|[London: Printed for Effingham Wilson, Royal Exchange; and Sherwood, Neely, & Jones, Paternoster Row, 1819]
|Image 52 x 42 mm, Sheet 234 x 138 mm
A miniature portrait of Captain Cook, from "The Biographical Magazine; Containing Portraits of Eminent and Ingenious Persons of every age and nation, with their lives and characters".
William Holl (1807- 1871) was an English artist, portrait and figure engraver.

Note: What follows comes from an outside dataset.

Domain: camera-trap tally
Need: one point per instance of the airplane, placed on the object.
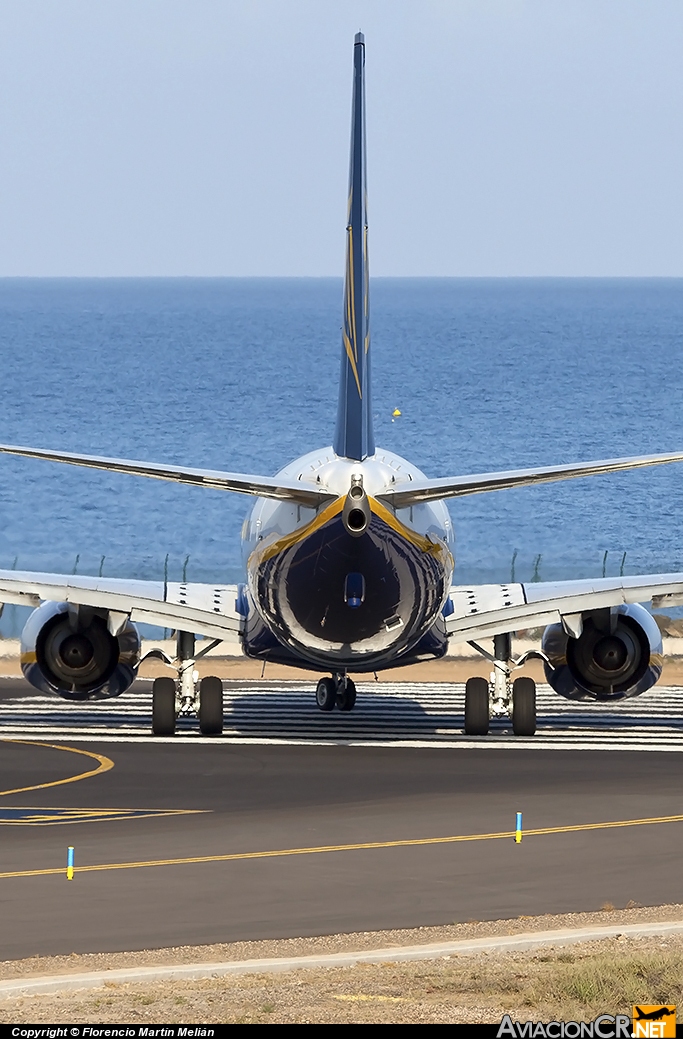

Captain James Cook (1728-1779) was a British navigator who wanted not only wanted to go 'farther than any man has been before me, but as far as I think it possible for man to go'. He worked as a farmer in his birthplace of Yorkshire until he was seventeen years old and won an apprenticeship with a merchant sailing company. Instead of becoming a captain at this company, he decided to enlist in the British Royal Navy as a new recruit in 1755. Once again he quickly rose through the ranks and he got the opportunity to become captain of his own ship. Because he was an excellent mapmaker, he was send on three expeditions between 1769 and 1779 to discover, explore and map unknown territories such as the "Great Southern Continent" and the Northwest Passage in the Artic. He was the first to sail along the eastern coast of Australia, discovered that New Zealand was an island, and mapped parts of the world unknown to Europeans including the upper coast of Canada, Alaska, and Tahiti. His landing on Hawaii in 1779 coincided with a festival for the Hawaiian god Lono, so that for a brief period of time the natives believed Cook to be their god. He and his crew mates accepted all the food and gifts, but when one of Cook's men died from a stroke, the natives realised the strange white men were not immortal and animosity rose between the two groups. When a small cutter ship was stolen by the natives, Cook went ashore to try and take the native King hostage. Panicked ensued when the natives tried to defend their leader and where shot by one of the ships cannons. Cook was unable to flee and was attacked, eventually stabbed to death by a knife he himself had offered the natives as a gift. After his death, the natives handled his corpse as they would have a king's, cutting away and roasting the flesh, but preserving skull, bones and hands, which were eventually given to Captain Clerke and returned to England.
Condition: Miniature oval portrait on full sheet. Biography of Captain Cook underneath the image. Minor overall time toning, mainly to the edges of the sheet.